Graphing

[Brock369]

I'm having troubling with finding the function of the table below. I'm sure that it can be solved using calculus...
Let Length/Diameter be the x values, and H the y values. Having (0.70,0.47) being the first pair, and (50,5.8) the last.

 

[topsquark]

What have you tried? I strongly suspect that if you graph the data points it might give you a clue.

-Dan

 

[Dr.Peterson]

I put the first column of these into a spreadsheet, and it looks linear. You can either do as I did, and do regression (have Excel find a trendline), or just pick two points and find the equation of the line they determine.

[Edit]
I entered the rest of the data, having noticed odd things at the end, and it's only approximately linear down to about 1.5 or so. What you may want to do is to find that line, then subtract that quantity from each data point and see if you can approximate the residue by another simple function.

We'll need to hear back from you about what you've tried in order to make any more suggestions.

 

[Brock369]

What have you tried? I strongly suspect that if you graph the data points it might give you a clue.

-Dan

I have graphed it, have worked it out mathematically, have even used a calculator, and it is not linear, nor quadratic.

 

[Brock369]

I put the first column of these into a spreadsheet, and it looks linear. You can either do as I did, and do regression (have Excel find a trendline), or just pick two points and find the equation of the line they determine.

[Edit]
I entered the rest of the data, having noticed odd things at the end, and it's only approximately linear down to about 1.5 or so. What you may want to do is to find that line, then subtract that quantity from each data point and see if you can approximate the residue by another simple function.

We'll need to hear back from you about what you've tried in order to make any more suggestions.

It is not linear or quadratic... I have used a few calculators after giving it a stab, and cannot find anything.

 

[lev888]

Looks like 1/x shifted up.

 

[Dr.Peterson]

I found that it is modeled reasonably as a straight line (something like 0.11x + 0.22, but moved up a little further so that all residues are positive) plus a power, not x^-1 but around 0.26x^-0.44. (There are several things to play with to improve the fit.) Your version of the graph looks almost like a circle near zero.

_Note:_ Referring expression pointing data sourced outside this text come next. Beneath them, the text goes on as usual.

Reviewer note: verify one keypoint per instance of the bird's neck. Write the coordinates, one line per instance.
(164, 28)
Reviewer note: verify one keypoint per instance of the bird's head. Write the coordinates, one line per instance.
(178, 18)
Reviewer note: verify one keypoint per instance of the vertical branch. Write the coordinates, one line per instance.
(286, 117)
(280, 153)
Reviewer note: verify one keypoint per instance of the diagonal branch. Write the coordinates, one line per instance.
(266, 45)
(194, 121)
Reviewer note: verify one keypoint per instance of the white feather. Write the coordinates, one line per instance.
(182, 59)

The next question is, what is it that you are measuring, so that an analysis of the system might explain the apparently hybrid nature of the relationship. It makes me think of a weak force and a strong force.

 

[Brock369]

I found that it is modeled reasonably as a straight line (something like 0.11x + 0.22, but moved up a little further so that all residues are positive) plus a power, not x^-1 but around 0.26x^-0.44. (There are several things to play with to improve the fit.) Your version of the graph looks almost like a circle near zero.

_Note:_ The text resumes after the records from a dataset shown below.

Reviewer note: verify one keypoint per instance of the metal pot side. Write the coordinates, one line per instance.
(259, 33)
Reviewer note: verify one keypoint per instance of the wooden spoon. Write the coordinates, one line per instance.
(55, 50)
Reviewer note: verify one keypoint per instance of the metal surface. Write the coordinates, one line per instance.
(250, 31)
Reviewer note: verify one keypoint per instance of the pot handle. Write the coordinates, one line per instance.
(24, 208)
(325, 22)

The next question is, what is it that you are measuring, so that an analysis of the system might explain the apparently hybrid nature of the relationship. It makes me think of a weak force and a strong force.

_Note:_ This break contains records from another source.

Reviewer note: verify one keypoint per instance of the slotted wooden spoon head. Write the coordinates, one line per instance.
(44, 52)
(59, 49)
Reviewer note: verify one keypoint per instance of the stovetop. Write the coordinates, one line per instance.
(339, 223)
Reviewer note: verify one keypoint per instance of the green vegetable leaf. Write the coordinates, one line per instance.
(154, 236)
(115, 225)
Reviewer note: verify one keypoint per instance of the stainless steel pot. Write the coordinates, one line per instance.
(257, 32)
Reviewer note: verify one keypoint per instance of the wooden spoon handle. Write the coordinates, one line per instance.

The graphing and table is simply showing coil capacitance, with consideration of length to height ratio (x), matching to a specific value. The table says it all... I just need to find the function between the length/diameter column, to the H value column.

 

[topsquark]

Perhaps this link will help. It even has the exact same data set that you listed. Creepy, huh? ?

It would help in the future if you told us all of the information in the problem. Please do so next time.

What I'm seeing here is that there is a linear relationship to the capacitance (as per the web page) that is linear. What I don't understand is why there is a "tail" from the first few data points. Probably the linear relationship is breaking down in this region so the approximation \(\displaystyle C_s = HD\) due to a ptich that is too large.

-Dan

 

[Dr.Peterson]

I wouldn't say "the table says it all"; that's not how science works. Data alone can't tell you the formula behind it; typically, we need a model to explain the data and suggest an appropriate form even for an empirically determined formula (and the data then confirms or corrects the model). I imagine there are competing effects here that account for the different behavior for large and small inputs.

It looks like you're getting your data from a source similar to this: https://www.teslascientific.com/products/coil-capacitance-calculator/

I took some hints from that page, and found this paper that includes (page 18) "Medhurst's formula",

CL / D = 0.1126 (ℓ/D) + 0.08 + 0.27 √(D/ℓ ) [ pF / cm ],​

which produces data very close to your table when I add it to my spreadsheet. This, or some variation on it, may well be the source of your H. I haven't tried to read through the paper, but it may show you both how the model was arrived at, and why it is not quite right. (Nothing ever is.)